Westsound Bank’s Failure Will Cost $106.4 Million
December 10th, 2009 by Rachel PritchettBy Rachel Pritchett
rpritchett@kitsapsun.com
BREMERTON
A new government audit tracing the collapse of Westsound Bank
points to exceedingly risky loans made by one executive who
nonetheless was rewarded $1.2 million under a faulty compensation
program.
The collapse in May of the Bremerton-based bank resulted in a
$106.4 million loss to the Federal Deposit Insurance Corp.,
according to the audit just released by the FDIC’s Office of
Inspector General. The office routinely does such audits on banks
that draw on the FDIC’s fund.
Working out of one of the bank’s eight Puget Sound branches, the
unnamed executive generated the vast majority of risky loans for
the bank in 2005 and 2006. Many were in high-end construction,
real-estate and development.
About 83 percent of those loans went bad as the economy slipped
into a downturn, and became the number-one cause for the bank going
under, according to the report.
The bank’s reliance on the risky loans grew from $128,000 in
December 2005 to nearly $144.5 million by September 2007.
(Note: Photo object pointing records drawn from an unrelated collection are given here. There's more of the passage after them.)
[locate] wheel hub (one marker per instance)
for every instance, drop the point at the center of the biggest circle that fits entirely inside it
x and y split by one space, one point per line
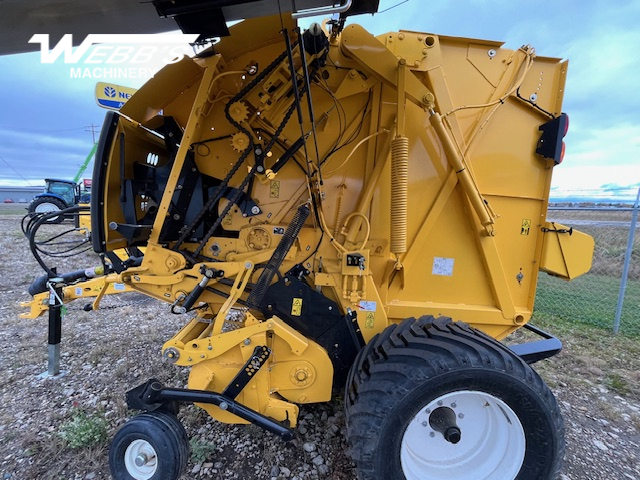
466 435
140 460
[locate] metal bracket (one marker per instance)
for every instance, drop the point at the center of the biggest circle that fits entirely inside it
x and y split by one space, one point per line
532 352
152 395
247 372
558 230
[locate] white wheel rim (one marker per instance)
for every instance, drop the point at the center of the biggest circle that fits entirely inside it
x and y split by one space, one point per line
492 443
46 207
140 460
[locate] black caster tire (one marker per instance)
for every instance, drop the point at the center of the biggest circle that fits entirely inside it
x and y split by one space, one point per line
150 446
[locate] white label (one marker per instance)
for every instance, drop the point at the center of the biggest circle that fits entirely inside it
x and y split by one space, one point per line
442 266
367 306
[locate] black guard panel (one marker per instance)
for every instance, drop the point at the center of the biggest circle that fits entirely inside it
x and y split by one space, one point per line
317 318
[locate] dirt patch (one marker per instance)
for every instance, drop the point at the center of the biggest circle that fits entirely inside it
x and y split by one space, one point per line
60 427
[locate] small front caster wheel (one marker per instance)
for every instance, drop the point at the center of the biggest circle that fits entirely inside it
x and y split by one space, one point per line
150 446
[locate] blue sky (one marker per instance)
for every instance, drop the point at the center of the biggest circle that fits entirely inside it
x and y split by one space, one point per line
45 114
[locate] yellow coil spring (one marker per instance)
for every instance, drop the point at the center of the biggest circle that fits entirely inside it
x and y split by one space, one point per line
399 195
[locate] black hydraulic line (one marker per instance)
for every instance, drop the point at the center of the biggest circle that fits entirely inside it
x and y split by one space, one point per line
307 84
123 187
32 234
55 330
217 195
153 393
296 93
277 258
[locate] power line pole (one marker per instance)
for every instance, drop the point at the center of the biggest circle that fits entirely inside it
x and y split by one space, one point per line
92 129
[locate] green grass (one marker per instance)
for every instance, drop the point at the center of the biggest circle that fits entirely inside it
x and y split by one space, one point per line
588 300
83 430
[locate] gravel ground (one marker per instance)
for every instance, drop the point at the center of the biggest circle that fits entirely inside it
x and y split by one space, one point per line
60 427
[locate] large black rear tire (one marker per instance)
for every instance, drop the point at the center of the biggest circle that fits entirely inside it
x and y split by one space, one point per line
431 399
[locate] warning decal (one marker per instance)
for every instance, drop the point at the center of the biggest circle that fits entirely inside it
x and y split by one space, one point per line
371 320
296 307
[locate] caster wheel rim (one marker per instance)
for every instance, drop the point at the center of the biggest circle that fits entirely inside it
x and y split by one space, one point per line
489 441
140 460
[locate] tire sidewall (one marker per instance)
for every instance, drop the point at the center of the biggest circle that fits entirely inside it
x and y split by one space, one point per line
530 407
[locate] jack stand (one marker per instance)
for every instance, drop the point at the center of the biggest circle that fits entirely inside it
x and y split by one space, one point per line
55 328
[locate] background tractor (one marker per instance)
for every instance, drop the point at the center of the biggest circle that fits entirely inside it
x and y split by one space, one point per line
58 195
336 213
62 194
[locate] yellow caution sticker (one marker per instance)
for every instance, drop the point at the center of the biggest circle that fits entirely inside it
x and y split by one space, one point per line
371 320
296 307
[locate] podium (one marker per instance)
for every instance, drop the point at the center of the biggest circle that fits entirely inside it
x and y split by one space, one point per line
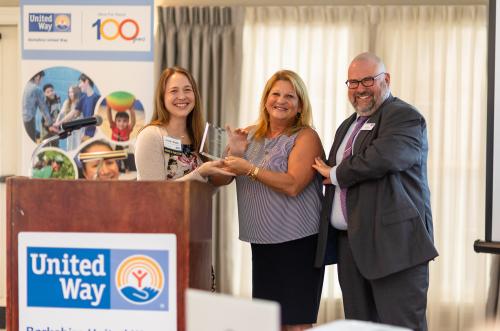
181 208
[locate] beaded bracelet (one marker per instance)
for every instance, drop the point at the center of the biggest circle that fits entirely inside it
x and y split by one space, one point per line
249 173
255 172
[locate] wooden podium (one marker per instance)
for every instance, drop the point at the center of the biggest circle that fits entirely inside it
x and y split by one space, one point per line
181 208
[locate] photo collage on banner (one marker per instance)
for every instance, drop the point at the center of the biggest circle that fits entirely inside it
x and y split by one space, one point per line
85 62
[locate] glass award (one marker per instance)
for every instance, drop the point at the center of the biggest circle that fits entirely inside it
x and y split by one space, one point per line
214 142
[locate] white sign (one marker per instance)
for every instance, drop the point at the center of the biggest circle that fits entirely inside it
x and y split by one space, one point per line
97 281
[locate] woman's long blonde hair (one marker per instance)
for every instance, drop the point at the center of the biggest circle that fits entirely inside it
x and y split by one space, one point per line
161 116
302 121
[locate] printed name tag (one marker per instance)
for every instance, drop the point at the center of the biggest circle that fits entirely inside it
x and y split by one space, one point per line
172 144
368 126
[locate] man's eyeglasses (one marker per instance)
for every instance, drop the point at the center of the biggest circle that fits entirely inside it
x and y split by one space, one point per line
366 82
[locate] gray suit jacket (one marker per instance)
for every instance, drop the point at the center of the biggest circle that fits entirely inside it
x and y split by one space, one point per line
388 201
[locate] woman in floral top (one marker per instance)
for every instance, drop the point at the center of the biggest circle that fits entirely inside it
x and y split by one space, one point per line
166 149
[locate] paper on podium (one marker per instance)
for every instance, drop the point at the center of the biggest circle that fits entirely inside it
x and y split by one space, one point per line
352 325
206 311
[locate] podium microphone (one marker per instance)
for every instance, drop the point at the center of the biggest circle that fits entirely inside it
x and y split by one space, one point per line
80 123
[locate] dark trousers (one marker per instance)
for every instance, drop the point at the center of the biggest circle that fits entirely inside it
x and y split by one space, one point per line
397 299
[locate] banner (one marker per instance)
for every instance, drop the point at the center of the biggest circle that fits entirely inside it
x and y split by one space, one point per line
96 281
83 59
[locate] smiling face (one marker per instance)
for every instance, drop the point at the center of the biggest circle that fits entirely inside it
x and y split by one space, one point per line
179 96
49 93
282 103
366 100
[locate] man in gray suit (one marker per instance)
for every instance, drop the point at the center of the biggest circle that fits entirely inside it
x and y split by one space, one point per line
377 209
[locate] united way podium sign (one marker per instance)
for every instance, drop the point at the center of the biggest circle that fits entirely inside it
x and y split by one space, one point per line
81 269
97 281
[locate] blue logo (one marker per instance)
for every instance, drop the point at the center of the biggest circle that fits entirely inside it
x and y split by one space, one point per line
97 278
45 22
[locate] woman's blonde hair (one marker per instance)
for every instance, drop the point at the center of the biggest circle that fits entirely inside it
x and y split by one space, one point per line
304 117
161 116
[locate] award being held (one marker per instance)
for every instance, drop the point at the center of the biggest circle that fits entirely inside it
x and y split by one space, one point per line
214 142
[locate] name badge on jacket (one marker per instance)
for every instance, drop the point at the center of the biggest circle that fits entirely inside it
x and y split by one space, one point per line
367 127
172 145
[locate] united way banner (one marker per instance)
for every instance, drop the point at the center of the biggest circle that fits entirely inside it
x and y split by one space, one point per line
72 281
83 59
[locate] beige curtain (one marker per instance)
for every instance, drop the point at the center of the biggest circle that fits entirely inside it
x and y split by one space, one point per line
207 42
437 59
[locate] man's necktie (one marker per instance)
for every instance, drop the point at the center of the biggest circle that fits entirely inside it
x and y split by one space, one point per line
348 152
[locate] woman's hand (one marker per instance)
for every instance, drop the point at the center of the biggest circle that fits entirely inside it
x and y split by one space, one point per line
323 169
237 141
237 165
213 168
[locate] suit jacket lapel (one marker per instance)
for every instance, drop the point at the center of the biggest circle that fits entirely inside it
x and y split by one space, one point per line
339 136
375 119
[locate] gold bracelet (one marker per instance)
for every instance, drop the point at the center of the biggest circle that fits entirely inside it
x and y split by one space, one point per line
254 173
249 173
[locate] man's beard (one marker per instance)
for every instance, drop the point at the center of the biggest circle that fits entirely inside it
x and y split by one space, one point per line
367 108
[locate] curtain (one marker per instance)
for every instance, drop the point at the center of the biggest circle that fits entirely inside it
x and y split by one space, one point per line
437 59
207 42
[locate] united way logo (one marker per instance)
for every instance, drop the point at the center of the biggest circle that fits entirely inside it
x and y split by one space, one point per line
139 279
63 22
49 22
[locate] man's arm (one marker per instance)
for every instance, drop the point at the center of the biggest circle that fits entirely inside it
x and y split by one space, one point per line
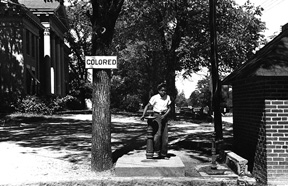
167 112
144 111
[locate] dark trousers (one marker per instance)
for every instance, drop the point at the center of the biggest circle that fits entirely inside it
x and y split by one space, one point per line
160 133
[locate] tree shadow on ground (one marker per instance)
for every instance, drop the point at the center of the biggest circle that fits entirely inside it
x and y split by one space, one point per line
73 136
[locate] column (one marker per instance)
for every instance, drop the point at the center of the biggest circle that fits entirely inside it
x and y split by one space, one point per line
47 60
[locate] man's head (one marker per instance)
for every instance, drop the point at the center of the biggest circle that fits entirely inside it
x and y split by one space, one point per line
162 89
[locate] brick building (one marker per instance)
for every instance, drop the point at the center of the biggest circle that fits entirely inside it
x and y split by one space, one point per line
33 56
260 111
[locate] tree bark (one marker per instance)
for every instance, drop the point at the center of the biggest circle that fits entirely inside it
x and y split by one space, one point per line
101 122
103 19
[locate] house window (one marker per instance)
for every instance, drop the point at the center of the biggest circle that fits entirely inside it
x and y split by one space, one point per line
28 42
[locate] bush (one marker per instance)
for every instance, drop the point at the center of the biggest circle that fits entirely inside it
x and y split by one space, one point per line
46 104
131 103
32 104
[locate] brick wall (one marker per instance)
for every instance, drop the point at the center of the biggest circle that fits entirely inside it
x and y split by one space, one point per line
276 111
261 127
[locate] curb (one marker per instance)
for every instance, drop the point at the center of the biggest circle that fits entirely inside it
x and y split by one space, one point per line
141 181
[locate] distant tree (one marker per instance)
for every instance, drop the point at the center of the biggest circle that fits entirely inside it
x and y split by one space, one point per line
79 40
181 101
201 97
194 99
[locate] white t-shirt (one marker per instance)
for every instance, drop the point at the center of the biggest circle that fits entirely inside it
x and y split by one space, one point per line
160 104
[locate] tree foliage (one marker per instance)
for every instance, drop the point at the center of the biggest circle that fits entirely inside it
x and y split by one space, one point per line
178 32
238 35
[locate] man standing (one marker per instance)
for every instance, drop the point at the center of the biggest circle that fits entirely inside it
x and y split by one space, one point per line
161 107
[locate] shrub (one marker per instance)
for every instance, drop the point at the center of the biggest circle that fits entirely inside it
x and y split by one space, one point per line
32 104
46 104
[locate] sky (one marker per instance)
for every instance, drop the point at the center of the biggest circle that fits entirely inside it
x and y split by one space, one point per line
275 15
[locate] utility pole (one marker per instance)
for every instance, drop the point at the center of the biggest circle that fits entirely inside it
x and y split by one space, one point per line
216 87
The executive was rewarded $1.2 million for his or her effort.
“A contributing factor to the losses was an inadequately designed
and monitored incentive compensation program under which one bank
official generated the vast majority of the poor-quality loans,” it
stated.
No known criminal charges or penalties have yet been filed against
the former bank’s leaders.
State and federal authorities took over the bank on May 8, and Port
Orchard-based Kitsap Bank took over some assets and branches.
The report also blamed “negative publicity” after shareholders
filed a lawsuit in 2007, which it states caused depositors to leav
ethe bank.
Extended absences by key senior management officers contributed to
the bank’s problems.
And, Westsound’s reliance on brokered deposits further weakened the
bank, the report stated.
Westsound Bank opened in 1999.
From 2001 through 2007, its assets grew from $32.5 million to $489
million, much of it in 2004 and 2005 when the bank’s assets were
increasing more than 80 percent a year.


Scripps Interactive Newspapers Group
December 10th, 2009 at 1:03 pm
I believe the FDIC is funded entirely by participating banks – it does not collect tax payer dollars.
December 10th, 2009 at 1:07 pm
Right you are, my friend, and they’re not happy about it. Rachel
December 10th, 2009 at 2:37 pm
Doesn’t DA Davidson & Co share some of the blame for this? I don’t see where they are mentioned by name in the audit or in either of your stories, but they are the investment bank that handled the IPO in 2006.
December 10th, 2009 at 2:46 pm
Karen,
My hands are tied until if and when charges are filed in court or other penalties are handed down from the government overseers. If it were a fine, though, it would have happened by now. I’m told that any more serious process takes quite a while, sometimes a year. Until that happens, it would be dangerous speculation.